Die ausgefallene Dollar-Alternative

Alle Versuche, mit dem neuen Einheitsgeld eine Alternative zum Dollar zu etablieren, sind bisher verpufft. Je nachdem wie die Wirtschaft in Europa und in den Vereinigten Staaten lief, ging es mal runter und mal hoch. Den eigenen Anspruch aber, zur Weltreserve- und Haupthandelswährung zu werden, löste die von Wohl und Wehe der Hinterzimmerverhandlungen der mittlerweile Eurostaaten  abhängige Währung nicht ein. Weltweit gehandelt wird in Dollar, nicht nur Öl und Gas. Wer mehr exportieren will, der tut am besten daran, seine eigene Währung zu schwächen, um es Käufern leichter zu machen, sich für seine Produkte zu entscheiden.
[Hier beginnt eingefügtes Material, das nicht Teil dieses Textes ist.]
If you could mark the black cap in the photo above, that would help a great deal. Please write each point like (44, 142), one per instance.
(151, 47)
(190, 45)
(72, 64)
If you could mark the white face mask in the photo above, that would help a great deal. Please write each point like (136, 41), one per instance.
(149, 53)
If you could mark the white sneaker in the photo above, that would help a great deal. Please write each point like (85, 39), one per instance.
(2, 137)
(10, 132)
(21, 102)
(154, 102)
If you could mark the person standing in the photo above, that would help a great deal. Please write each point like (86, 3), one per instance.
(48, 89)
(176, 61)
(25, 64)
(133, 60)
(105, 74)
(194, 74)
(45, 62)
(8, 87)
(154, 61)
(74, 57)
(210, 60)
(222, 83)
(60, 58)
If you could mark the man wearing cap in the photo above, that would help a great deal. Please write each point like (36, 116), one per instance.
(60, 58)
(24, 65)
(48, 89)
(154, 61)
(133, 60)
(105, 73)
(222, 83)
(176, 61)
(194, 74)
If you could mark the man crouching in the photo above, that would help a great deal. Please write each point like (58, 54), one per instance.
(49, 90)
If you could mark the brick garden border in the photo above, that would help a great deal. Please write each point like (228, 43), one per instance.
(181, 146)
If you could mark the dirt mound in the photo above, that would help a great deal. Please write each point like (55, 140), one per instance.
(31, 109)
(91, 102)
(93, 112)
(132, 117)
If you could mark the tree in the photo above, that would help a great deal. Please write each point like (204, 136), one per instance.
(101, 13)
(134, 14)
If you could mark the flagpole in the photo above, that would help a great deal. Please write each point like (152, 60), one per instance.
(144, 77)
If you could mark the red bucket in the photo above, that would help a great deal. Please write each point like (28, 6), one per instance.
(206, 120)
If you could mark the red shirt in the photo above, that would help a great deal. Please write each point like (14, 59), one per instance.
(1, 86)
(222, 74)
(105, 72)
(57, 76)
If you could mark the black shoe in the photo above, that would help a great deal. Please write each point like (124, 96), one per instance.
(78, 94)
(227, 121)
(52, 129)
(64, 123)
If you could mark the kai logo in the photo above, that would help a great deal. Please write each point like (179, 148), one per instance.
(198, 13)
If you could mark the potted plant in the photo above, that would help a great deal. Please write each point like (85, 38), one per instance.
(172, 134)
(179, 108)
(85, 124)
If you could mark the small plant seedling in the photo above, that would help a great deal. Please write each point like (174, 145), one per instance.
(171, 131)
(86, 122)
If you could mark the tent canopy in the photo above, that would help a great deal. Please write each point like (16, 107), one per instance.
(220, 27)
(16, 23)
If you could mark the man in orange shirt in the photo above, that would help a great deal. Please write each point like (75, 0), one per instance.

Ausgerechnet diesen Effekt will Christine Lagarde nun ausgerechnet in einem Moment mit einem "stärkeren Euro" konterkarieren? Natürlich, die frühere Finanzministerin hat nur Jura studiert, nicht Volkswirtschaft und nicht Ökonomie. Doch dass eine starke Währung einem schwachen Wirtschaftsraum nicht eben hilft, sich zu berappelt, müsste selbst sie wissen. Und sie weiß es ja auch. Als Lagarde von einem "starken Euro" sprach, meinte sie keine Währung, die stark im Sinne von wertvoll ist, verglichen mit anderen Währungen. Diese Interpretation stammt von der deutschen Nachrichtenagentur DPA, einer Wahrheitsfabrik von legendärem Ruf, aus der nahezu die gesamte deutsche Presselandschaft ihre häufig frei flottierenden Informationen bezieht. 

Nicht mehr ganz gesund

DPA-Meldungen sind beliebt, weil das sogenannte Agenturprivileg es den Abnehmern der Nachrichten gestattet, sie zu übernehmen, ohne dass der Inhalt auf Richtigkeit überprüft werden muss. DPA hat immer recht. Und wenn nicht, dann haben es zumindest alle gleich falsch. Unvergessen sind die "Ehec-Toten", die meist "nicht mehr ganz gesund" wurden. Aber auch die geheimnisvolle Verwandlung eines inszenierten Werbebildes, das ein Regierungsfotograf im Kanzleramt anfertigte, in ein journalistisches Großwerk schafft nur die Agentur, die von sich selbst sagt, sie habe sogar die Selfies der Mitglieder des Nationalsozialistischen Untergrund fotografiert.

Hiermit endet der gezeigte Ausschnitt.